Chapter 1
COVID-19: rising to the oversight challenges posed by the pandemic
In a period of crisis, what’s your board strategy for helping the organization to navigate now, next and beyond?
Oversight challenges don’t get much bigger than COVID-19. The pandemic poses significant risks to almost every aspect of a company’s operations. Inevitably, COVID-19 requires boards to do a lot of short-term firefighting. At the same time, however, the pandemic has far-reaching implications for organizations in terms of their business models, relationships with stakeholders, working practices and workforce structures. For this reason, it is crucial that boards keep the medium and long-term perspective firmly in mind when dealing with any urgent issues that arise. To navigate ongoing uncertainty and the lack of visibility around the future, they will benefit from continuously evaluating their organization’s business continuity and contingency plans.

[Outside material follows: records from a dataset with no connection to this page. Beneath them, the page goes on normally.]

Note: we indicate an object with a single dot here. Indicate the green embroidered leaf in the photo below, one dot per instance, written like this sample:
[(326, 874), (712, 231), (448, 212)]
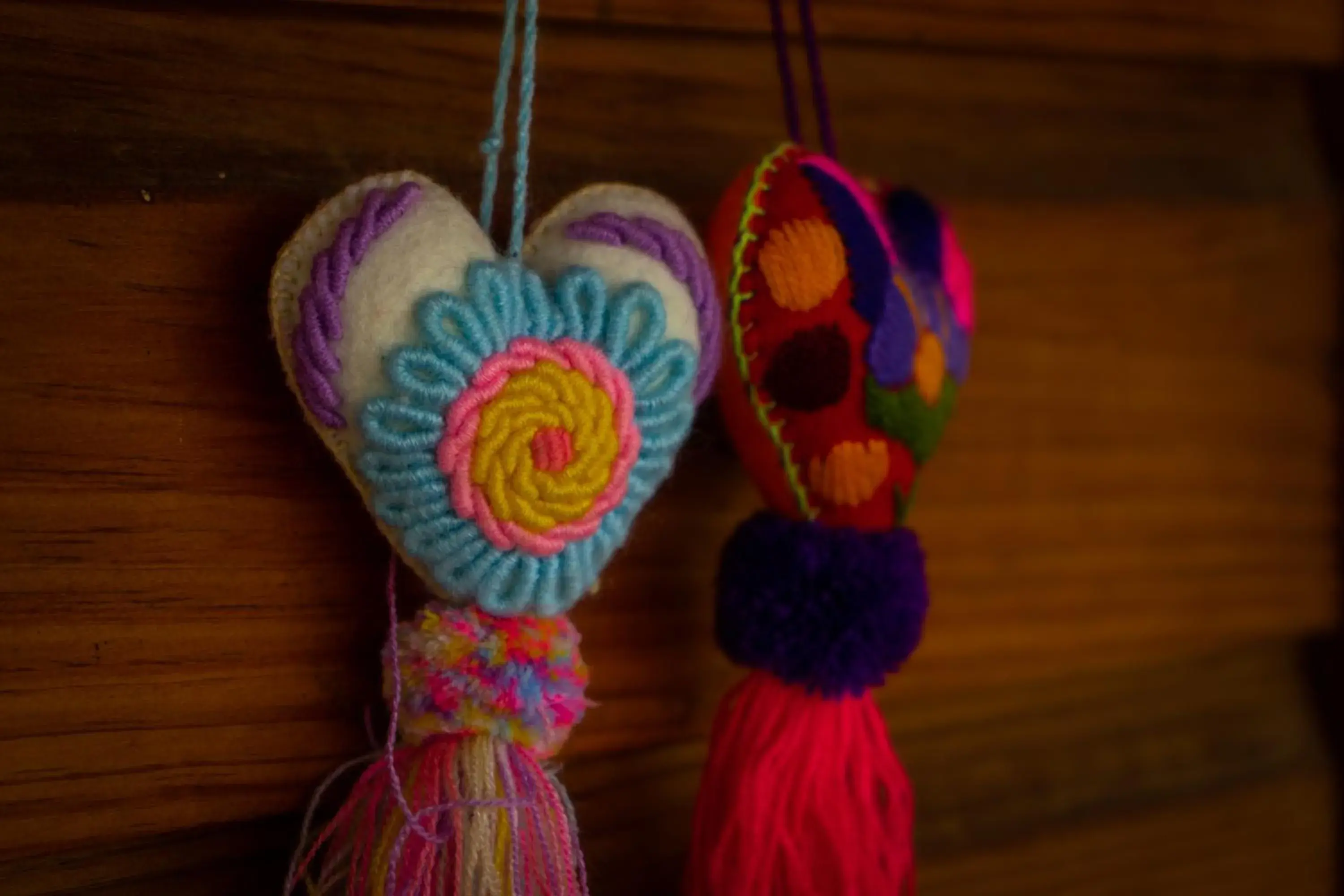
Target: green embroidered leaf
[(908, 418)]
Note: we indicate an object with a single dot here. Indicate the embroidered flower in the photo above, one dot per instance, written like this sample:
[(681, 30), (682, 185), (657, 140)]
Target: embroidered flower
[(526, 432)]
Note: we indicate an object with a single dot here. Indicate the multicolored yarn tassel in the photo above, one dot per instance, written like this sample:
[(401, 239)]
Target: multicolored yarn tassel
[(849, 335), (465, 805), (504, 417)]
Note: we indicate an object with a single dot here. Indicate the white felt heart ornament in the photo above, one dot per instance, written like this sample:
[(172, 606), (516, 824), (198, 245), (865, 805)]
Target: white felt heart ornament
[(504, 420)]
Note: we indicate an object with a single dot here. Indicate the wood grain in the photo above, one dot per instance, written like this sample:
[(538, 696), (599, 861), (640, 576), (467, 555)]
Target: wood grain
[(123, 104), (1004, 777), (1129, 526), (1301, 31)]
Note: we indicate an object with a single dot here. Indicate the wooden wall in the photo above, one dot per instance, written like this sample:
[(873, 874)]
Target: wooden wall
[(1132, 524)]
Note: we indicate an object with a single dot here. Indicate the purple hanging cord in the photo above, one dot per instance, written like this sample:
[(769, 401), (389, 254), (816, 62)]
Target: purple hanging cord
[(820, 104), (781, 57), (820, 101)]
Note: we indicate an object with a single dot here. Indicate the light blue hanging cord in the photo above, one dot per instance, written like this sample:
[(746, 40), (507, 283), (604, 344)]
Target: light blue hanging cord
[(494, 143)]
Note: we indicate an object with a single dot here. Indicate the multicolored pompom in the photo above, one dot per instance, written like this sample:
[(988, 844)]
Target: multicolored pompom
[(518, 679)]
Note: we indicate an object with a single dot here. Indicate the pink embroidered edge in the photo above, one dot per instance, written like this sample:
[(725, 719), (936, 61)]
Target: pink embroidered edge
[(463, 424)]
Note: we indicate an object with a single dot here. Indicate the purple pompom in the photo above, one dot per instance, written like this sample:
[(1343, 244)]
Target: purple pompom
[(830, 609)]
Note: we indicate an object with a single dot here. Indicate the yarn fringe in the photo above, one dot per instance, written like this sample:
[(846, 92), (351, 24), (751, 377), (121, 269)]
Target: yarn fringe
[(486, 818), (803, 796)]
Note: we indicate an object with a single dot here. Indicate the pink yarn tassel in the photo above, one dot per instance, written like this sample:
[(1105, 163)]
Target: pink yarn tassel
[(801, 797), (486, 818)]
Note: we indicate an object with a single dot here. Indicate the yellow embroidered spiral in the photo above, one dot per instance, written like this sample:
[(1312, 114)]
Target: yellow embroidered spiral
[(545, 397)]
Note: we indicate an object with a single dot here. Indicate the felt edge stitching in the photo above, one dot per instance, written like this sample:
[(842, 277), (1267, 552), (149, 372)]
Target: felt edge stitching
[(752, 210), (283, 312)]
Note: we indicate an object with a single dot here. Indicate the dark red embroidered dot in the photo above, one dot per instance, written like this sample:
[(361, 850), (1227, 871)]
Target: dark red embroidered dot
[(811, 370)]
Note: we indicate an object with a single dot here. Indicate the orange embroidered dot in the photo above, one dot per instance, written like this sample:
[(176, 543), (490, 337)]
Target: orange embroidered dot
[(850, 473), (803, 263), (930, 367)]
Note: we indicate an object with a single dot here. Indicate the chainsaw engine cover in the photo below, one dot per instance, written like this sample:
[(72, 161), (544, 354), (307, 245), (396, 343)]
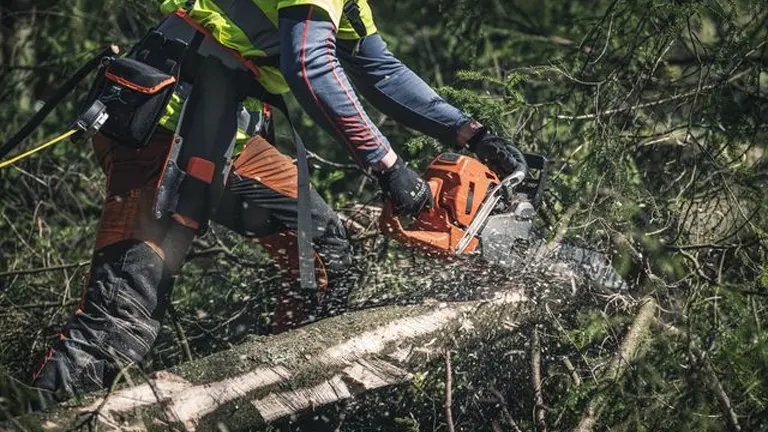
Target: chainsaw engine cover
[(459, 185), (463, 184)]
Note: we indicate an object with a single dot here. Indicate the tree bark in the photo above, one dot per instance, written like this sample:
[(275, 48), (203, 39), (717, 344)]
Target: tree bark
[(270, 378)]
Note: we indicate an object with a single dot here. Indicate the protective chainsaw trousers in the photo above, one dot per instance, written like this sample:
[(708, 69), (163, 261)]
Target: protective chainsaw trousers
[(137, 255)]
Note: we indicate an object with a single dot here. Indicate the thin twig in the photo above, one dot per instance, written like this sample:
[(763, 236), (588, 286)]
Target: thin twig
[(538, 408), (448, 392), (180, 334), (43, 269)]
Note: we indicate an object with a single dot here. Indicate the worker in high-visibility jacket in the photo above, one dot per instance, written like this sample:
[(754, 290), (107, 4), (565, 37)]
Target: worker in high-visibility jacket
[(315, 49)]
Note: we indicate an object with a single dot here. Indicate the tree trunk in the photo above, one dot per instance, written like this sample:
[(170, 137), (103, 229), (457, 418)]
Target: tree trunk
[(274, 377)]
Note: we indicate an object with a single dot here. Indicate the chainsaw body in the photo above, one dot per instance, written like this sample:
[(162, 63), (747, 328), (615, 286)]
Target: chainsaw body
[(468, 196)]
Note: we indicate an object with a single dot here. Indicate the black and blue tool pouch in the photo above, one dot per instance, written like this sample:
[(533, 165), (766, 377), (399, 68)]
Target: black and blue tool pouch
[(136, 89)]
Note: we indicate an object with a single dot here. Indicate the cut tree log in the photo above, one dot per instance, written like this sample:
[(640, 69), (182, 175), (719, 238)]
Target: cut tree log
[(270, 378)]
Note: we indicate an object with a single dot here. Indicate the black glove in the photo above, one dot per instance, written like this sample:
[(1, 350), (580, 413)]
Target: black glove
[(496, 152), (409, 193)]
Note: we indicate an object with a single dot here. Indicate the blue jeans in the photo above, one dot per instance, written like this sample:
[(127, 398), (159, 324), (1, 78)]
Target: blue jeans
[(318, 69)]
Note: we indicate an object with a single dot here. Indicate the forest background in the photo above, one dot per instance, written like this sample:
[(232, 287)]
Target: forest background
[(653, 114)]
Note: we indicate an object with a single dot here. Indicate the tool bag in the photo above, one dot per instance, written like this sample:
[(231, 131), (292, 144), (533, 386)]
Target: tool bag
[(135, 89)]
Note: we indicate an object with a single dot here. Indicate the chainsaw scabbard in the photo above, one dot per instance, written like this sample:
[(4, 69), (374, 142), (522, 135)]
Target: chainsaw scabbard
[(199, 161)]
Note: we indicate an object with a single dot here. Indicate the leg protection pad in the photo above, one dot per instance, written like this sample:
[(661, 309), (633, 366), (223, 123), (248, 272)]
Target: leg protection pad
[(115, 324)]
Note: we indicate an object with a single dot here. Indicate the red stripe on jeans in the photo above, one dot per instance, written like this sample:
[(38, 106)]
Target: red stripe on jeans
[(312, 91), (362, 119)]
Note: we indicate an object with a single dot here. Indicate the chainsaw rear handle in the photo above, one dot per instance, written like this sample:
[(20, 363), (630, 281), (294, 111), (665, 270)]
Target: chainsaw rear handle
[(391, 226)]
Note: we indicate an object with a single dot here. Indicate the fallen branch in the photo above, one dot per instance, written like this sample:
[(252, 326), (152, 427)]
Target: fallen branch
[(621, 360), (43, 269), (285, 375)]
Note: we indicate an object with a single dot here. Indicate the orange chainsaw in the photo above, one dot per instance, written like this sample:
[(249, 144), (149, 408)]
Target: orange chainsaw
[(473, 208)]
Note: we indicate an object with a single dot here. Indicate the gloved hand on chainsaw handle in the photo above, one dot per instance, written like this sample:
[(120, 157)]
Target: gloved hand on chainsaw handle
[(497, 153), (408, 192)]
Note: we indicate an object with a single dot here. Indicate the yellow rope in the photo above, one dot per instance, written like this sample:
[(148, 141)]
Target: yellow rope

Depending on the organization’s sector, the topics boards might want to explore with management include the reengagement of the workforce following a period of furlough or remote working, the restarting of any operations that have been halted by the crisis, and the adaptation of customer offerings to meet new demands. Organizational solvency will be a major concern for a number of boards.
In light of the severe economic downturn we’re in, boards will want to know what management teams are doing to reset stakeholder expectations in areas such as salaries, budgets, payment terms and supply chain management. They themselves will need to make sensitive decisions about dividend payments. In every decision they take, boards should be mindful that the way in which their organization responded to the COVID-19 crisis will be remembered by all its stakeholders over the years to come.

Chapter 2
Purpose and integrity: new ways of strengthening and focusing board decision-making
How can your board support the organization to activate and articulate its sense of purpose?
Companies that fulfill their purpose, while acting with integrity, are more likely to enhance their brands and reputations and build strong relationships with customers. They are also more likely to innovate successfully, mitigate risk and attract and retain talent, among other benefits. As a result, they are well-placed to achieve long-term value for a broad range of key stakeholders, which will translate into a strong financial performance over a sustained period of time.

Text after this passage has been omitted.